I dont really make anything over like 8 gallon batches but I would say about commercial batches that when you are making big batches would be keeping the temp down. As Im sure you know when you have a batch of wine going and its in its vigorous stage it can create its own its own heat and when the size starts to get pretty big you start to need cooled fermentation tanks. I test for acidity and S02 myself. Id like to get a ph meter though soon.
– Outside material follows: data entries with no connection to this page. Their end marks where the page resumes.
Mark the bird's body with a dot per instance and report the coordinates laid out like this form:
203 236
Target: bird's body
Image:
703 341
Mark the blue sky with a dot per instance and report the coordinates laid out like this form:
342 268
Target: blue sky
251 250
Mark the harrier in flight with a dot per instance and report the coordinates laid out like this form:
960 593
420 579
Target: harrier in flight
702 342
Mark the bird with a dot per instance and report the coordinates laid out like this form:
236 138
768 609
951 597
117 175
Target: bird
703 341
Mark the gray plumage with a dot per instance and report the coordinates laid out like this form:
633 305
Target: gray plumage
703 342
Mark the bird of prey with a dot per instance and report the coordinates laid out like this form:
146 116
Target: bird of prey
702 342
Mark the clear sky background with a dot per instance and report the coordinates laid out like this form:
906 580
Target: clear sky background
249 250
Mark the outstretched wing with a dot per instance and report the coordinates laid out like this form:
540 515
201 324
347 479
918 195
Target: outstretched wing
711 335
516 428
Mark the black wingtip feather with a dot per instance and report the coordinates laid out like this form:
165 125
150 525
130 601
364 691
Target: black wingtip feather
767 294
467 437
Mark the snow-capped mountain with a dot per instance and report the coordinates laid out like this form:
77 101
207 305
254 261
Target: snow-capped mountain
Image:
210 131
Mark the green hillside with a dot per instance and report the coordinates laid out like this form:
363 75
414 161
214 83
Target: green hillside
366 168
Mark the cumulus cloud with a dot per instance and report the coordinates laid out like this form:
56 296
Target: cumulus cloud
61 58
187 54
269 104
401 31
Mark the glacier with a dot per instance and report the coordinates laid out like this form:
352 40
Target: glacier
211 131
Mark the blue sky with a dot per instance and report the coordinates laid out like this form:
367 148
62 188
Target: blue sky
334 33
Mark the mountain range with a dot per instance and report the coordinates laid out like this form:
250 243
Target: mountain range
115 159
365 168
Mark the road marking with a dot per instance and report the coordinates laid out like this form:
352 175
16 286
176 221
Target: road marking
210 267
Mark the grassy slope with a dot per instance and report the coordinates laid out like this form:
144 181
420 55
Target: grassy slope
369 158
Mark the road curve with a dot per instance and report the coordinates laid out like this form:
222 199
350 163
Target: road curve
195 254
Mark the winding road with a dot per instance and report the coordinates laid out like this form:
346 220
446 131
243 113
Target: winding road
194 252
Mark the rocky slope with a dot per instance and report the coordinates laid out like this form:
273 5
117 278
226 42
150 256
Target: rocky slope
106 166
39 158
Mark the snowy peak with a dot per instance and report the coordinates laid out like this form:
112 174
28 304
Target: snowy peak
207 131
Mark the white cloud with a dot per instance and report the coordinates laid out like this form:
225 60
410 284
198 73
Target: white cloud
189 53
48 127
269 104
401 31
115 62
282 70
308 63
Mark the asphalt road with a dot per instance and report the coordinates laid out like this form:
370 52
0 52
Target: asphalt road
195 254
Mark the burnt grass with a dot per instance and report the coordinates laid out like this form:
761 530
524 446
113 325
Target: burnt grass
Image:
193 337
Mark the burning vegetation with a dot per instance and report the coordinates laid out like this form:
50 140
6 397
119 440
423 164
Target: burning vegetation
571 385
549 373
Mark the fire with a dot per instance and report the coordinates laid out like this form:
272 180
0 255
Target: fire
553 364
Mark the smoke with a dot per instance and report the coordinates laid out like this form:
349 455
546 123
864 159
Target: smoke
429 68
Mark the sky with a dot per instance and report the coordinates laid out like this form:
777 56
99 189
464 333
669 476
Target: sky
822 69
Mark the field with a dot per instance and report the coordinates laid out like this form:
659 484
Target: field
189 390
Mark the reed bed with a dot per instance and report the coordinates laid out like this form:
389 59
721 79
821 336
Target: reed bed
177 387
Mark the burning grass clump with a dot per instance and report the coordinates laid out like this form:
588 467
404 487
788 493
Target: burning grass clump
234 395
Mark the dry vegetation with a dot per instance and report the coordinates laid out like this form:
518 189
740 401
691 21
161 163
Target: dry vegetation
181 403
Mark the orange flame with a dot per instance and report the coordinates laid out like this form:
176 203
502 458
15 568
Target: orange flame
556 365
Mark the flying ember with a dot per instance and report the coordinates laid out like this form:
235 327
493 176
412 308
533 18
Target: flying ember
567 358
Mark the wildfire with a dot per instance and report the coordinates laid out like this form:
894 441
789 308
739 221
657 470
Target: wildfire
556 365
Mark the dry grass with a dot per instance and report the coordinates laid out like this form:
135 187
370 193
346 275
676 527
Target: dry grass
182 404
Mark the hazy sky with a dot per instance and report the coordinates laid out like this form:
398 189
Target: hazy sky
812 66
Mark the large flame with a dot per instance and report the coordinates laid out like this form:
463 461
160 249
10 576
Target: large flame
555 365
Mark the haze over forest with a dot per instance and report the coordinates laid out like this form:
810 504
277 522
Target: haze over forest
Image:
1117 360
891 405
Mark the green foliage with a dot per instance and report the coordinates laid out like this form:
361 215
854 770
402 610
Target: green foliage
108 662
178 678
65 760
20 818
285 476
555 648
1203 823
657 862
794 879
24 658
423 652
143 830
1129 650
I cant see anything that would make this a inappropriate question.


----------



## Tom (Mar 5, 2010)

e-wine said:


> Okay, I'm not sure if this is the right place to ask and I want to direct this first part to the amateur wine makers.
> 
> What is the largest batch of Fruit Wine you've ever attempted?
> 
> ...



Largest was 13gallons
Yes it was from fresh fruit (Blueberry)
Would I do it again?? In a heart beat!
I think for now I would do either 6 or 12 gallons. Reason is I have a huge supply of fresh fruit available to me. So, I make alot of DIFFERENT fruit wines.
On problem I see is having enough room to make it since alot of fruit comes "in season" the same time. For this I use a "Steam Juicer". Then I can make it when MY schedule says I have the room (carboys) to do it


----------



## e-wine (Mar 5, 2010)

Oh, one more thing. In fairness, I should answer these questions myself.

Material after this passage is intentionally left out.